De naam van de molen.
Een Leu of Loo is een bos ook wel open plaats in het bos. De Leumolen wordt al in 1276 in een officiële akte genoemd. We kunnen daar lezen: “molendino nostro Nuhem”. In een andere akte van 1324 staat: “molendium nostrum in Nuheym”, vertaald: onze molen in Nunhem.

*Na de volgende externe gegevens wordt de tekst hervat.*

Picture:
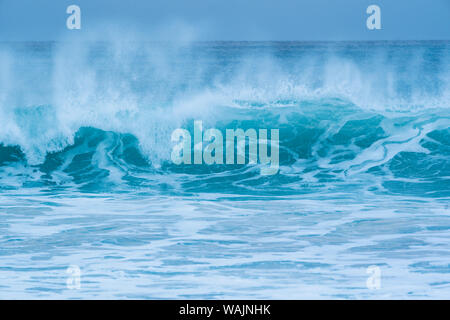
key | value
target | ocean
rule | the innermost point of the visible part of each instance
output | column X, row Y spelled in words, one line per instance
column 92, row 206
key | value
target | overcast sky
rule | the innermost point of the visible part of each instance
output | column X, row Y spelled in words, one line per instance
column 226, row 19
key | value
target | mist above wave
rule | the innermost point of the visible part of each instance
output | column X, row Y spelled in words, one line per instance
column 51, row 90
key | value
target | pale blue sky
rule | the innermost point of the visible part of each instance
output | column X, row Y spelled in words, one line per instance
column 227, row 19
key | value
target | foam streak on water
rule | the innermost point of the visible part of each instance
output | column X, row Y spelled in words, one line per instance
column 86, row 177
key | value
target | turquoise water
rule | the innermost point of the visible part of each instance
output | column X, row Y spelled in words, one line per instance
column 86, row 177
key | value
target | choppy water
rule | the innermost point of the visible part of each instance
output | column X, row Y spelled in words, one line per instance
column 86, row 177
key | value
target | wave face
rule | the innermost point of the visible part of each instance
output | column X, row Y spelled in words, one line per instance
column 86, row 178
column 99, row 116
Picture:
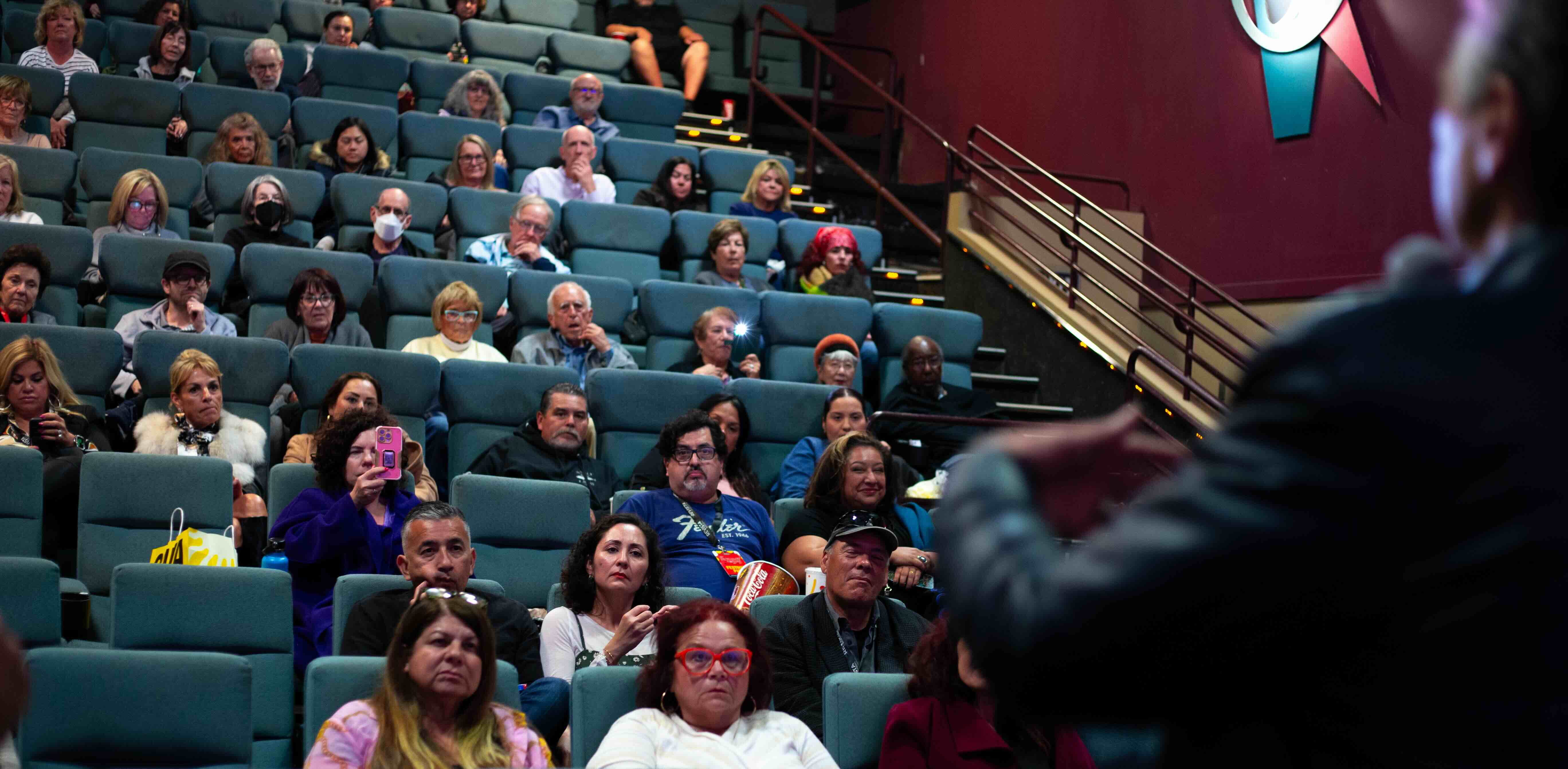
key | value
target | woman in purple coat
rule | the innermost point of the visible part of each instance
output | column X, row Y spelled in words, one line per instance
column 350, row 525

De naam van het huidige Nunhem in het verleden op verschillende manieren geschreven. De naam van de Leumolen is in het verleden ook aan veranderingen onderhevig geweest. Zo zijn namen als Leurmolen, Molen tot Lue, moelen tot Lue, Loe, moolen tot Loij en andere bekend. Soms werd ook de naam van de molenaar gebruikt om de molen aan te duiden. De naam “Looyer moolen” en “de Lou moulen” verwijzen mogelijk naar molenaars.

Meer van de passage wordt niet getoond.